[Interest] Signals, slots before the event loop starts?

Jason H jhihn at gmx.com
Thu Apr 11 14:46:47 CEST 2019


> Sent: Thursday, April 11, 2019 at 7:35 AM
> From: "Giuseppe D'Angelo via Interest" <interest at qt-project.org>
> To: interest at qt-project.org
> Subject: Re: [Interest] Signals, slots before the event loop starts?
>
> Il 11/04/19 00:18, Jason H ha scritto:
> > In a QObject who is exported to QML, and is instantiated just below the top-level Window:
> > //  in the object's open() method:
> > if (!_serialPort.open(QIODevice::ReadWrite))
> > 	qApp->quit(); // won't actually quit - no use if I can't use the serial port. (because another instance is using it)
> >
> > Then I have a ready() signal that is emitted when the serial device is ready, however the QML, when I hook onReady, it never gets called. I have to use a Component.onCompleted at the top level. However, there is async serial I/O happening, so there is at least one event loop?
> >
> > What can I do to make sure these things work?
>
> Regarding quit(): calling it before exec() has been called yields no
> effects. This is documented:
>
> > https://doc.qt.io/qt-5/qcoreapplication.html#quit
>
> > If a signal connected (non-queued) to this slot is emitted before control enters the main event loop (such as before "int main" calls exec()), the slot has no effect and the application never exits
>
> So, instead of calling quit() directly, do a queued invocation.

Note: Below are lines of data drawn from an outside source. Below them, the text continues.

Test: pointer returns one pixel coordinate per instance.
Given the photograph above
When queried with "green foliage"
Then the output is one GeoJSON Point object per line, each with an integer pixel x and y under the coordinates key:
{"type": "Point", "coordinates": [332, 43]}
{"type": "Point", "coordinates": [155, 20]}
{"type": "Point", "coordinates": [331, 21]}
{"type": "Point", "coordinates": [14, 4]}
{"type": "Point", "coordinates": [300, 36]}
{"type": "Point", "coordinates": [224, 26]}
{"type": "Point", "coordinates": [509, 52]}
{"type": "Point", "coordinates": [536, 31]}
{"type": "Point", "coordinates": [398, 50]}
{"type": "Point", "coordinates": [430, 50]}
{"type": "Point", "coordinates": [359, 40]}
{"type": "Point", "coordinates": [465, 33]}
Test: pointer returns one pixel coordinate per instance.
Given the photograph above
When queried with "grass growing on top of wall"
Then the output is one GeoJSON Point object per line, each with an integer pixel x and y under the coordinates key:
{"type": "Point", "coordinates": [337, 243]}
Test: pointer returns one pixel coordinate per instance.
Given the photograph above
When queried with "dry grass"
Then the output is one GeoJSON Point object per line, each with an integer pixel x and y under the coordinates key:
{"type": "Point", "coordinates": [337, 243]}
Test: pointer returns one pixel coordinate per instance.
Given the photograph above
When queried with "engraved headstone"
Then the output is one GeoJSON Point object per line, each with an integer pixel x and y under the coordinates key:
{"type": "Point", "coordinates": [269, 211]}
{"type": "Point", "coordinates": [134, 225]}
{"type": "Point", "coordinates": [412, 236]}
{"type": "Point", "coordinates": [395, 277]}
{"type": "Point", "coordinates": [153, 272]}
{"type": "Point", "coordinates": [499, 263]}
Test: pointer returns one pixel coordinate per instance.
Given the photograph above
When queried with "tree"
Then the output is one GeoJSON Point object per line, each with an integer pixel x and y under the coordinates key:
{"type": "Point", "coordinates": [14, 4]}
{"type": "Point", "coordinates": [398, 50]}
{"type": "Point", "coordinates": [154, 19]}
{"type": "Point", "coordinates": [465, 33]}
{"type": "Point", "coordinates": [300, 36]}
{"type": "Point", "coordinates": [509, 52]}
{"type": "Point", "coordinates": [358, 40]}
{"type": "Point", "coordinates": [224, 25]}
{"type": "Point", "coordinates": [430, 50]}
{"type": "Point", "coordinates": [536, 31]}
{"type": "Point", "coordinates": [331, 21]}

What is the best way to do that? I think in the past, I used a 0ms timer, but that always feels janky.

>
> Regarding ready(): can't say more without looking at the code. You need
> to make a minimal testcase.

It's rather simple, port opens when the portname property is set during initialization. The device writes a ready message that i detect and emit (somehow... I don't know how I process it in readyRead handler without an event loop, but it happens). I emit ready() and the QML handler for ready does not get invoked.

> Anyhow, all events queued before running exec() will get dispatched when
> you enter the event loop. The problem with e.g. quit() is that it does
> not involve sending events at all, it involves setting a flag into the
> event loop. Flag that is never read because the event loop is not running...

That seems janky as well. Why not give it it's own message? Even windows has WM_QUIT.